Ingredients: 5 cups vegetable broth, 3 tablespoons dark miso paste, 3 tablespoons dried wakame seaweed, 8 ounces shiitake mushrooms (sliced), 4 ounces firm tofu (cubed), 2 tablespoons mirin, 2 green onions (chopped).
How To Make Warming Seaweed Miso Soup
1. Soak dried wakame seaweed in warm water for 10 minutes until fully rehydrated and expanded. Drain and chop into manageable pieces for easy eating.
2. Heat vegetable broth in a large pot over medium heat.

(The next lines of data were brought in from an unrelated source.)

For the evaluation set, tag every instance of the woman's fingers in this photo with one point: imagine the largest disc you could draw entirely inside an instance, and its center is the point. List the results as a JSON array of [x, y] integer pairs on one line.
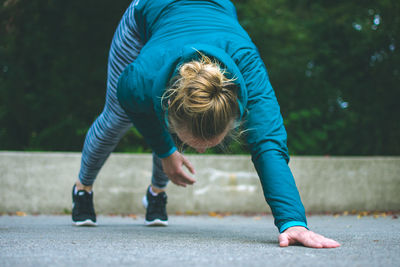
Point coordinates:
[[305, 237], [188, 165]]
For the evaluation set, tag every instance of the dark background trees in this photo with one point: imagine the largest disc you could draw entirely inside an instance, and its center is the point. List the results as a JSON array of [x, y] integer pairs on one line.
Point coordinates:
[[335, 67]]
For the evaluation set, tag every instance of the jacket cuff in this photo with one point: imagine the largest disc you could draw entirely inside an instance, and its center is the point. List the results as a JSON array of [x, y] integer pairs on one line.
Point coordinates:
[[291, 224]]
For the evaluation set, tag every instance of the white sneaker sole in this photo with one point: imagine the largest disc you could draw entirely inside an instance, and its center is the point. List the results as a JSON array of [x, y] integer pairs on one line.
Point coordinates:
[[156, 222], [87, 222]]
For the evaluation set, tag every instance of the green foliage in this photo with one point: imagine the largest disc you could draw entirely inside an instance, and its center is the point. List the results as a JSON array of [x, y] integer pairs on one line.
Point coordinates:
[[334, 66]]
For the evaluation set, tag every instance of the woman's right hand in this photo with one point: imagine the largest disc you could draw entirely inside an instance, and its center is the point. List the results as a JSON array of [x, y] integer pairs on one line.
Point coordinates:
[[172, 166]]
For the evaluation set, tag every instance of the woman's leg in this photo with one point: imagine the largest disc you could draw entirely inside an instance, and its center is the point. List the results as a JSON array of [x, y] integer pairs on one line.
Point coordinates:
[[159, 179], [113, 123]]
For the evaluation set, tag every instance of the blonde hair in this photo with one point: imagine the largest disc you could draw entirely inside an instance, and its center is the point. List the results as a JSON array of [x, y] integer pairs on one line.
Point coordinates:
[[202, 100]]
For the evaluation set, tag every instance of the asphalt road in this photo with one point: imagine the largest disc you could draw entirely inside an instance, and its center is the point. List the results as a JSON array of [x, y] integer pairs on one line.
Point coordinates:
[[193, 241]]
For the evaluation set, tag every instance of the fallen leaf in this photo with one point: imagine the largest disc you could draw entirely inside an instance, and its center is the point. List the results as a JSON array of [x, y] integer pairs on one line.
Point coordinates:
[[212, 214], [133, 216]]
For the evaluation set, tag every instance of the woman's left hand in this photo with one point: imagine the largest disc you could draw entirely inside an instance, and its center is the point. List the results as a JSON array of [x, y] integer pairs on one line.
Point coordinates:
[[301, 235]]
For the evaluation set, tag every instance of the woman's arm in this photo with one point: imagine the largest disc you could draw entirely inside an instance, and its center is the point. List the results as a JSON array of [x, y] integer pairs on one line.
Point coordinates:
[[266, 137]]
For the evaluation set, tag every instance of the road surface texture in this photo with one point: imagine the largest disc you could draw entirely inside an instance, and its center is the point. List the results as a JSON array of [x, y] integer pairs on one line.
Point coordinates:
[[194, 241]]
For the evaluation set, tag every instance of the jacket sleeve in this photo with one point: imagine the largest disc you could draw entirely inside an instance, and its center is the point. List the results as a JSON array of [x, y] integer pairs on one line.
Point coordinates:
[[136, 99], [266, 137]]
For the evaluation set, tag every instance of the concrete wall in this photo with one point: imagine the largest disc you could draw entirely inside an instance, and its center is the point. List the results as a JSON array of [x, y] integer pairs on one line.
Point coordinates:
[[41, 182]]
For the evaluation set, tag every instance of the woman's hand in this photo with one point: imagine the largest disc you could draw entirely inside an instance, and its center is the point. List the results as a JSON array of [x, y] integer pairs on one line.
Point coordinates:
[[300, 235], [172, 166]]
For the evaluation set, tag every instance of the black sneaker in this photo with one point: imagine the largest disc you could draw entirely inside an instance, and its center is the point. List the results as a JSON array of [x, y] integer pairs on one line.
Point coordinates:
[[82, 208], [156, 212]]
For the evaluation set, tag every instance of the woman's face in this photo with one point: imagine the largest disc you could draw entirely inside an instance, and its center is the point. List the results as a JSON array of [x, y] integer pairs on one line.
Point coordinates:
[[200, 145]]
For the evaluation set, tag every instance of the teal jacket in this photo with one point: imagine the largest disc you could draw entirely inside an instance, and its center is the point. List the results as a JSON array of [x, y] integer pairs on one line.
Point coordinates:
[[172, 32]]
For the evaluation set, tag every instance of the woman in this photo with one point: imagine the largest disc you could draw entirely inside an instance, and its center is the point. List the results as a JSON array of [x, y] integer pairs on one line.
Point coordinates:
[[189, 68]]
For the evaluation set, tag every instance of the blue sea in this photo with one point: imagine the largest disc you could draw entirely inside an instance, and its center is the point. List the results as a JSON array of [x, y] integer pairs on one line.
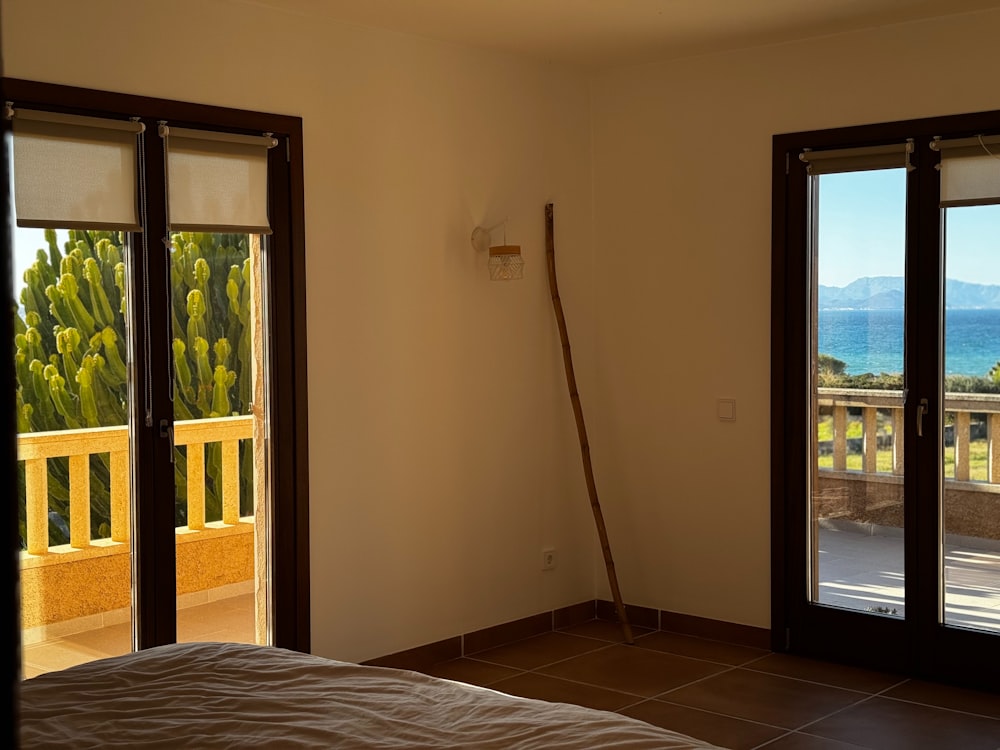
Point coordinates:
[[872, 340]]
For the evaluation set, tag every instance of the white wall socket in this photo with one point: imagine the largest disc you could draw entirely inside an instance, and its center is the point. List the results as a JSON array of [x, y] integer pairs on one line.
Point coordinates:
[[548, 559]]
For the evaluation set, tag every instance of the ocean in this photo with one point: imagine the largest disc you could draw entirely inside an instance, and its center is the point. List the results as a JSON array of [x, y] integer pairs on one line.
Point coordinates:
[[872, 340]]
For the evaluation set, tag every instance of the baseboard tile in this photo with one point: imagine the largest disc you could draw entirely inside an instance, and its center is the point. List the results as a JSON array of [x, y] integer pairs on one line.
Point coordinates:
[[422, 657]]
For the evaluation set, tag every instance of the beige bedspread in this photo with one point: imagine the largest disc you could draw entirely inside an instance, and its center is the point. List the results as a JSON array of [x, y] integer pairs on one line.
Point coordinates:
[[209, 695]]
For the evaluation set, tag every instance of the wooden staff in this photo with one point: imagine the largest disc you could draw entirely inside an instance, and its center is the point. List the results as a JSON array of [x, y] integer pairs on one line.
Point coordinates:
[[581, 428]]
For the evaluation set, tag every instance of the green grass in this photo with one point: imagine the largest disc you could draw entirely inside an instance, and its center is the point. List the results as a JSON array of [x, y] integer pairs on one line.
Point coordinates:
[[978, 456]]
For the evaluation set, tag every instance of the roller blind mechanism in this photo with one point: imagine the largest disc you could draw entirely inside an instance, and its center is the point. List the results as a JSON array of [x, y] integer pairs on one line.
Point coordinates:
[[74, 172], [832, 161], [970, 171]]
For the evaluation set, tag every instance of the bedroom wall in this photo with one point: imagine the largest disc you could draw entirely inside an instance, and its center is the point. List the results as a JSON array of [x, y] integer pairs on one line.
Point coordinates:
[[682, 233], [442, 445]]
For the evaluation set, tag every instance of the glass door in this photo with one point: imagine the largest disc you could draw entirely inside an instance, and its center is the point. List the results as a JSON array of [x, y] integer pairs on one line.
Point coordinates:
[[151, 421], [856, 499], [220, 423], [74, 487], [970, 553], [887, 391]]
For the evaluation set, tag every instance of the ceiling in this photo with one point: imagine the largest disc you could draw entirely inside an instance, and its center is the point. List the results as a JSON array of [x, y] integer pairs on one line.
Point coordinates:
[[596, 34]]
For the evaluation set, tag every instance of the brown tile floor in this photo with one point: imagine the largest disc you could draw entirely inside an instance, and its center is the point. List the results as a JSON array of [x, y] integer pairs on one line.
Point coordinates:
[[734, 696]]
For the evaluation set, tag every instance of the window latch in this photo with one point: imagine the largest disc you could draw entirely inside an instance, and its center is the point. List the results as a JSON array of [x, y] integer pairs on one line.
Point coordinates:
[[922, 409], [167, 431]]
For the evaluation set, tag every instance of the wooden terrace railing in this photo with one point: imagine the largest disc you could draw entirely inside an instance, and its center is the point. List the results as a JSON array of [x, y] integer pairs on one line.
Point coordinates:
[[961, 405]]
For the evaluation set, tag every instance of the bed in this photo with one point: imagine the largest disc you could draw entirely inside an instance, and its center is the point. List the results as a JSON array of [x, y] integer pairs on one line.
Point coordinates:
[[210, 695]]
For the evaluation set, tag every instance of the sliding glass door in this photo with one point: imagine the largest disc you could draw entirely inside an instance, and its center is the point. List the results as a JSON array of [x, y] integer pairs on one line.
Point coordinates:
[[145, 389]]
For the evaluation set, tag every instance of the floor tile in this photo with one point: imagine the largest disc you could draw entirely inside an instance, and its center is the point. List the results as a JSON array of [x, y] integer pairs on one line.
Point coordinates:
[[735, 734], [699, 648], [604, 630], [946, 696], [633, 670], [111, 640], [889, 724], [471, 671], [827, 673], [532, 653], [769, 699], [543, 687]]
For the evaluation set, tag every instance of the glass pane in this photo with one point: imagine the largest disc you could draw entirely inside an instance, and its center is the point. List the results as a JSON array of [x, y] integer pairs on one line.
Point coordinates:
[[219, 418], [856, 464], [73, 446], [971, 501]]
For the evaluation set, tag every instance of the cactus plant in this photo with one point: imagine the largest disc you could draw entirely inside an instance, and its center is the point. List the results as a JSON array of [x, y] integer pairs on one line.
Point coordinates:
[[70, 354]]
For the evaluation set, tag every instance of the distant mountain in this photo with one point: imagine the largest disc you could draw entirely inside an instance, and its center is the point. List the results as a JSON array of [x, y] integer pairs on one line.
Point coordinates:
[[886, 293]]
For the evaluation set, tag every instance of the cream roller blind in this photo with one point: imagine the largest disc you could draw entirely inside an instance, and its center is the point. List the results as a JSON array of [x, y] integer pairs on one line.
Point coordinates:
[[216, 182], [893, 156], [970, 171], [75, 172]]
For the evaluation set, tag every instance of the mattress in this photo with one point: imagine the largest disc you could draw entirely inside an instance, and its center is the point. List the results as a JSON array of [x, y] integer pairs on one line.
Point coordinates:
[[216, 695]]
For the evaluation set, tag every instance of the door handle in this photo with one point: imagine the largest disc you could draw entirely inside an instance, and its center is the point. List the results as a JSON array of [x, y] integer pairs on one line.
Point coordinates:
[[167, 431], [922, 409]]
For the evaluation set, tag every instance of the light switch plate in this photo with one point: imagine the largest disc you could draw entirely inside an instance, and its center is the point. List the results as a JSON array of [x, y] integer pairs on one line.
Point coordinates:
[[726, 409]]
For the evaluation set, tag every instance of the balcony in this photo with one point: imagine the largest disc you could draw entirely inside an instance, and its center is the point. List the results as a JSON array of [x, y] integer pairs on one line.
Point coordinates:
[[858, 504], [76, 597], [858, 499]]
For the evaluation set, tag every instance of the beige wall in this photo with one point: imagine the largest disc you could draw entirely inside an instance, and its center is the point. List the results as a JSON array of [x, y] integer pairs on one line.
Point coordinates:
[[682, 234], [442, 447]]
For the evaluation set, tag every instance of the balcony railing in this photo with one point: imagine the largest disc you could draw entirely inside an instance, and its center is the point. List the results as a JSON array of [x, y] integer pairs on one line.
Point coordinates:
[[960, 405], [36, 448]]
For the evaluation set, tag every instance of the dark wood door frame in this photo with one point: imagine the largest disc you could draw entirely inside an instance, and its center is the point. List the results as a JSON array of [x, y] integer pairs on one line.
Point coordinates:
[[917, 645], [154, 566]]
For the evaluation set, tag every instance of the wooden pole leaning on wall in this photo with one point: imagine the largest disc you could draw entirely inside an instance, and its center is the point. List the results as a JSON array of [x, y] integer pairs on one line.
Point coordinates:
[[581, 427]]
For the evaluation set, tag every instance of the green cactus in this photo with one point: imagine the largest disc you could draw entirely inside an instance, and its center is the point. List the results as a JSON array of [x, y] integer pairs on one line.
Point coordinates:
[[70, 354]]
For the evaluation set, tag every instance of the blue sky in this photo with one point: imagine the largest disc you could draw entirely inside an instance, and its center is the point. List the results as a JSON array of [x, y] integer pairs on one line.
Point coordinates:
[[862, 231]]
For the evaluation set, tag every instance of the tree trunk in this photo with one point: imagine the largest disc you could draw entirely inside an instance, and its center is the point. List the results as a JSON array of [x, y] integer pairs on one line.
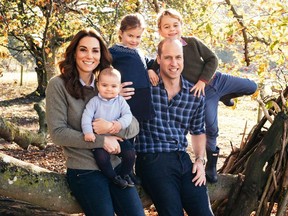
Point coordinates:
[[23, 138], [257, 170], [27, 182]]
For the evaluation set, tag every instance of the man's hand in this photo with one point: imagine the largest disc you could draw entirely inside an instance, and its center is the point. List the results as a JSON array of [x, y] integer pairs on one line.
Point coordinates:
[[116, 127], [90, 137], [198, 168], [127, 93], [101, 126], [111, 144]]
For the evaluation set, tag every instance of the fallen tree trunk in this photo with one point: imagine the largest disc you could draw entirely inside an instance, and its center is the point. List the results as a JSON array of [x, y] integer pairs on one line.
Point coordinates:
[[23, 138], [258, 168], [24, 181]]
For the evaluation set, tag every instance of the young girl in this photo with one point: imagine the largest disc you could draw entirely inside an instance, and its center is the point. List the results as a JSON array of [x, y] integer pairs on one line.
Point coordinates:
[[132, 64], [200, 64]]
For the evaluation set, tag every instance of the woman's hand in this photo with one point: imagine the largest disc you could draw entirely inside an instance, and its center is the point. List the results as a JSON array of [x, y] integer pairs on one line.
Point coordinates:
[[101, 126], [198, 88], [111, 144], [127, 92]]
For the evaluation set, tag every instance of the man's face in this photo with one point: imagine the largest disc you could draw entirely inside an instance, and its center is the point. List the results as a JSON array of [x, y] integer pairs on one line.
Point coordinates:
[[171, 60]]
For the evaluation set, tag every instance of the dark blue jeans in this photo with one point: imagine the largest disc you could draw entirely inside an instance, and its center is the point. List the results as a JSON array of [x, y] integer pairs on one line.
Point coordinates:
[[99, 197], [222, 84], [167, 178]]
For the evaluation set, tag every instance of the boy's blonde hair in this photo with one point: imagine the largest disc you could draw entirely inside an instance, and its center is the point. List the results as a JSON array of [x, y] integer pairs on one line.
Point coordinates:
[[168, 12], [131, 21]]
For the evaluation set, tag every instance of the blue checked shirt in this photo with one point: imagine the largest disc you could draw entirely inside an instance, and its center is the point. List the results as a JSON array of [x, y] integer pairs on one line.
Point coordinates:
[[174, 119]]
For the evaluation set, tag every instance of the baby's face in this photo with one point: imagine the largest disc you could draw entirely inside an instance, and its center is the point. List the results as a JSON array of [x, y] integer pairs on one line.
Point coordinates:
[[109, 86]]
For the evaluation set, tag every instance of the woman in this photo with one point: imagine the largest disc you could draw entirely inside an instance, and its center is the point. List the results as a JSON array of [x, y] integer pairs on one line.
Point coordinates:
[[66, 97]]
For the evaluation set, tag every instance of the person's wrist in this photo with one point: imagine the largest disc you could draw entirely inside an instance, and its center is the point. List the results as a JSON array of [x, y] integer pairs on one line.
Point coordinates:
[[202, 159]]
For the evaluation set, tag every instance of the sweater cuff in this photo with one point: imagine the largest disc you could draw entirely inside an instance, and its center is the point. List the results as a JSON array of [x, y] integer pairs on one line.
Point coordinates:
[[205, 81], [99, 141]]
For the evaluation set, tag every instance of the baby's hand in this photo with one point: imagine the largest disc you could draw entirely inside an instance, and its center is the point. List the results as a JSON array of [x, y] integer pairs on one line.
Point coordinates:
[[116, 127], [90, 137], [154, 79]]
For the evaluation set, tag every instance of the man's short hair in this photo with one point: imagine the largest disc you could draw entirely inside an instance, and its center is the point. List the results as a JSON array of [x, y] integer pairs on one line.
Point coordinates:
[[166, 40]]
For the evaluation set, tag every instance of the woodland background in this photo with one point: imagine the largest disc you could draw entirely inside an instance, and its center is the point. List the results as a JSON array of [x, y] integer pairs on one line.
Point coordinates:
[[249, 37]]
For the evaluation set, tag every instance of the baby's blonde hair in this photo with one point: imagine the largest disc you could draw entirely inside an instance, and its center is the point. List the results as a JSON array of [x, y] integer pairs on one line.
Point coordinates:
[[110, 72], [168, 12]]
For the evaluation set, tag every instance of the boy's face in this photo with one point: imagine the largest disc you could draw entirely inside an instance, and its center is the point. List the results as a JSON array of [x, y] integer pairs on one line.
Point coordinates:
[[108, 86], [170, 27], [132, 37]]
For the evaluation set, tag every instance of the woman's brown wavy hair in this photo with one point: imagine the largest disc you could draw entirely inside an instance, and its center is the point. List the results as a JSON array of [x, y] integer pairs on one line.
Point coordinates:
[[68, 68]]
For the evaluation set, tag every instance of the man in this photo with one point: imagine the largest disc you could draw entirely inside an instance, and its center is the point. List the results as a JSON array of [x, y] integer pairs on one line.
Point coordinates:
[[166, 171]]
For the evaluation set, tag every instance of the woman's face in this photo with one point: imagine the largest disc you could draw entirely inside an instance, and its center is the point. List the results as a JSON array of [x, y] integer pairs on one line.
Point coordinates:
[[87, 54]]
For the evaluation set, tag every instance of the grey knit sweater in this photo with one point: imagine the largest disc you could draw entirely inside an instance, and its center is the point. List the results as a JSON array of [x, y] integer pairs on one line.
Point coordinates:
[[63, 114]]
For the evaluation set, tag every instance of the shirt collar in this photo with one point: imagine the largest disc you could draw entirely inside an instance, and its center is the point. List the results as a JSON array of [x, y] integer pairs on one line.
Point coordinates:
[[119, 44], [184, 43], [104, 99], [92, 83], [184, 83]]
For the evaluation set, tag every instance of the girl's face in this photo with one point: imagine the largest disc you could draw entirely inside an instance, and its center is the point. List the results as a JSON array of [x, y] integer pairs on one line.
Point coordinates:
[[132, 37], [108, 86], [87, 54], [170, 27]]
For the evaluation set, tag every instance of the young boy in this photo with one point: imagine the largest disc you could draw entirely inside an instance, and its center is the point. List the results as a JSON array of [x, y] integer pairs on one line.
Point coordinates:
[[200, 64], [110, 106]]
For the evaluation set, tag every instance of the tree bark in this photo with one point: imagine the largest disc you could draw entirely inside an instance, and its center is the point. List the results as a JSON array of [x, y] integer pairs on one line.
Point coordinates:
[[257, 170], [27, 182], [23, 138]]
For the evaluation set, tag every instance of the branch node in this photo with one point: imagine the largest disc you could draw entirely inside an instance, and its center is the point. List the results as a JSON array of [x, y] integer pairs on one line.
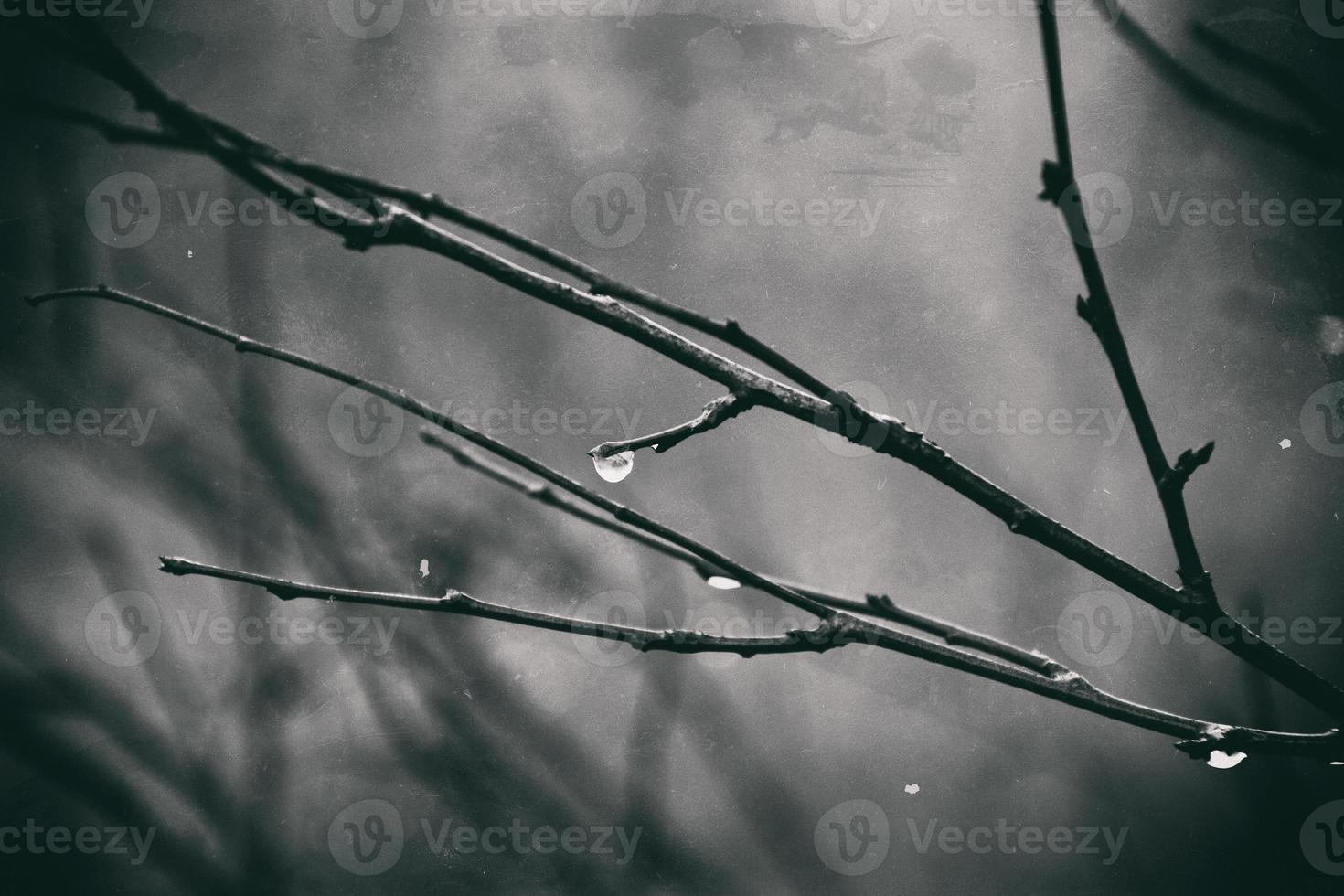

Add sliced shiitake mushrooms and simmer for 5 minutes until tender and fragrant.
3. Whisk dark miso paste with mirin and some warm broth until completely smooth. Dark miso provides richer, more complex flavors perfect for cold weather.
4. Stir miso mixture back into the pot along with rehydrated wakame and cubed tofu. Heat gently for 3-4 minutes to warm everything through.
5. Taste and adjust seasoning as needed, then serve hot garnished with chopped green onions for a satisfying and warming meal.
Final Thoughts
These miso soup recipes bring authentic Japanese comfort food to your kitchen with simple ingredients and easy techniques. Each bowl delivers warming satisfaction perfect for any season.
Start with the basic five-ingredient version, then explore heartier options as your confidence grows. Soon you’ll be creating your own delicious variations.